The story, the way most people are accepting it, is simple enough. A young man dies and we watch what his soul experiences in the transition before he is reborn. Noe is bright enough to know that no matter how deep you choose to go, the thing should appear obvious to those who need it so. To those, he gives a few markers. Well actually there are only the death, the birth and some mention of the ‘Tibetan Book of the Dead’ which supposedly deals with this transition state.

This book itself is the victim of our need to simplify. Even the Western title is borrowed (from an Egyptian template).

But Noe has created something worth watching. He has imposed a couple techniques that help a lot. One is that our man when he dies is under the influence of a powerful hallucinogen, one supposedly created by the brain upon death, DMT (Death, Memory, Time). This allows us to accept and extend all the storytelling conventions we associate with tripping, including confused identity and spatial projection.

Consonant with this, but also independent is the relatively new trend of spatial cinematography. This, by itself is important enough for us to celebrate this. There are moments of old-style kaleidoscopic barrage. They work. But the new thing here is what I will call “French distance”. I first experienced it at the end of “Taxi Driver”, where our driver may have died and joined us in surveying the carnage while deciding whether to call it a victory or not.

It was an amazingly effective technique, in part because it was something cinematic that could never be seen in conventional theatrical staging/framing. Here, Noe/BUF take three dimensional navigation and vertical framing to an orgasmic extreme. It is pretty wonderful.

Now take these two devices and add in Noe’s other tendency: to dynamically shift the story from your supposition. He did that better than anyone in “Irreversible” where in playing the story backwards forces you to re-interpret a brutal rape (perhaps the most brutal ever filmed) as having never happened. We simply cannot do it because we are damaged from having gone through it.

This story has three characters. One is our man who dies. He is a split person, the other half we see as his “roommate”. This fellow, we learn in after-death flashbacks had a (natural) sexual desire for his mother, which became pathological and transferred to his sister through some events which we see.

The second character is an artist, which the filmmaker clearly identifies with and through whom communicates to us. He also is a split person with a “roommate.” The split is between the devices we see on screen, the story and the space. The roommate is literally building the miniature neon city we inhabit in the film. This is extremely clever and makes me have to stop writing for a while in appreciation.

The third character is the sister/mother. She is everything soft.
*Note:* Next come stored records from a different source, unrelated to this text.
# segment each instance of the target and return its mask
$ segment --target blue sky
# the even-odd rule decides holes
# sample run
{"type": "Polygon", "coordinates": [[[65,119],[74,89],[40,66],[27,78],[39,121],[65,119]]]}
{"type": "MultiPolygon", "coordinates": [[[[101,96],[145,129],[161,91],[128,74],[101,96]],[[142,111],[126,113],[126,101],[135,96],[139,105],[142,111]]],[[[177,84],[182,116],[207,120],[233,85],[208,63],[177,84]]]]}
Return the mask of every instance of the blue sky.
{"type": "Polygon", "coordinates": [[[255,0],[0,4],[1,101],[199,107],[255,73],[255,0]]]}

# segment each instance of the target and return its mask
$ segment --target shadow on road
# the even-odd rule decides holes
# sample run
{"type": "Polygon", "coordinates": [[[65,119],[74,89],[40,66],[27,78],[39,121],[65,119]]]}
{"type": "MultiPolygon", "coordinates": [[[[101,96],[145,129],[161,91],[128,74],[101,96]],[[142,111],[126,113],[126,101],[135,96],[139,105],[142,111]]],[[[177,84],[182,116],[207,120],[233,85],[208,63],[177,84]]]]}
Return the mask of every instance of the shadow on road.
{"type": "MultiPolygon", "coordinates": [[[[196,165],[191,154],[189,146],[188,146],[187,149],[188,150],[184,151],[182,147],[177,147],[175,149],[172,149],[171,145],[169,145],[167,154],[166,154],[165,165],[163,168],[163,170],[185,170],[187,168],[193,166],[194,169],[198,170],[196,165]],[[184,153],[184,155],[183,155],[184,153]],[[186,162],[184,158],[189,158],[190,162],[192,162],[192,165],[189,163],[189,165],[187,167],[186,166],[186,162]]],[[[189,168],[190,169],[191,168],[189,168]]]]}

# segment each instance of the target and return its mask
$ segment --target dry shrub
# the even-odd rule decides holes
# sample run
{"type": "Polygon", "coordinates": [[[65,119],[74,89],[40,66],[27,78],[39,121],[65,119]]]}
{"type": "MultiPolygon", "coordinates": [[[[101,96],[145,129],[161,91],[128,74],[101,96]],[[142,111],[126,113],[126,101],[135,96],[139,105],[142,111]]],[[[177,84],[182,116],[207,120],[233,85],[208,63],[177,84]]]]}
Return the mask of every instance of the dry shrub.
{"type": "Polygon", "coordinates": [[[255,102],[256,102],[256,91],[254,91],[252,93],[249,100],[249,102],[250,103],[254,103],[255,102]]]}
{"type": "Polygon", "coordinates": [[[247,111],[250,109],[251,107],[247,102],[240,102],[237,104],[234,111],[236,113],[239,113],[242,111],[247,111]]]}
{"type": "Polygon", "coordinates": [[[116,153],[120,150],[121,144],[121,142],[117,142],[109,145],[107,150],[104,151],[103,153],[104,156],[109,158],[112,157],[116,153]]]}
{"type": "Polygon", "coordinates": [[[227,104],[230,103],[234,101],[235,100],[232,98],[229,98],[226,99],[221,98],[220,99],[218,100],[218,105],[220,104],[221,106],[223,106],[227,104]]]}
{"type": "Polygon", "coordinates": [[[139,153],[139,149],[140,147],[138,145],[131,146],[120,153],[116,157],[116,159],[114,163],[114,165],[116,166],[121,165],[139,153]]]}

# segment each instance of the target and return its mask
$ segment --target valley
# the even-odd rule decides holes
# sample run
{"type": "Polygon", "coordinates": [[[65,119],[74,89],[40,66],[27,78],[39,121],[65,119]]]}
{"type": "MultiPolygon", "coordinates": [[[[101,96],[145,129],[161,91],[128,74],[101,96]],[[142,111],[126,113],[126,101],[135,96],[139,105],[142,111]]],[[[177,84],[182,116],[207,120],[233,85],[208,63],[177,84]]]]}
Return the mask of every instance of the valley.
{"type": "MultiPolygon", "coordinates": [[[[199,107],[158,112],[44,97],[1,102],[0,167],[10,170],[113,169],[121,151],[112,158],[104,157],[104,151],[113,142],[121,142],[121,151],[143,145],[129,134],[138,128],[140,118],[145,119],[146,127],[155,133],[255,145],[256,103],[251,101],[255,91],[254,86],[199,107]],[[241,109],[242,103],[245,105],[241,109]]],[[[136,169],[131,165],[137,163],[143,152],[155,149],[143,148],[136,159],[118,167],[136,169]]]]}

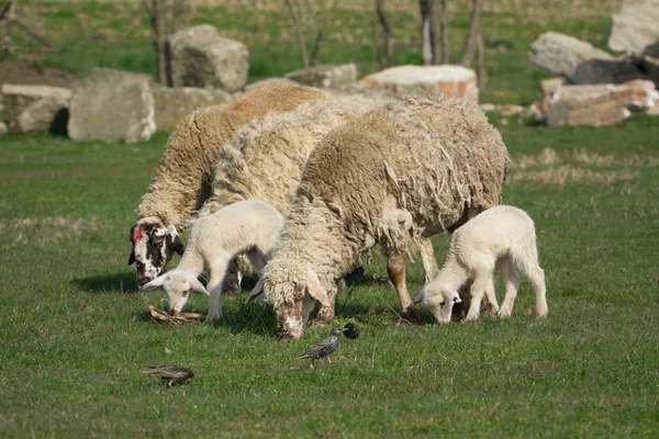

In part she is defined by everything other than the hard surfaces of the environment. Unfortunately, we have to sign up to accept the South American women archetypes here, compliant nipples and vulva. (Fortunately we have the continental Spaniards Medem and Aldmodova to compensate.)

At any rate, we follow the trip of our lost soul, lost through desire for his sister. He dies. She has an abortion (another reason this isn’t for sensitive women). He chooses to be born in a limbo as that abortion’s ghost, as the price for a single moment of entering her. Her void into his void.

Posted in 2011

Ted’s Evaluation — 4 of 3: Every cineliterate person should experience this.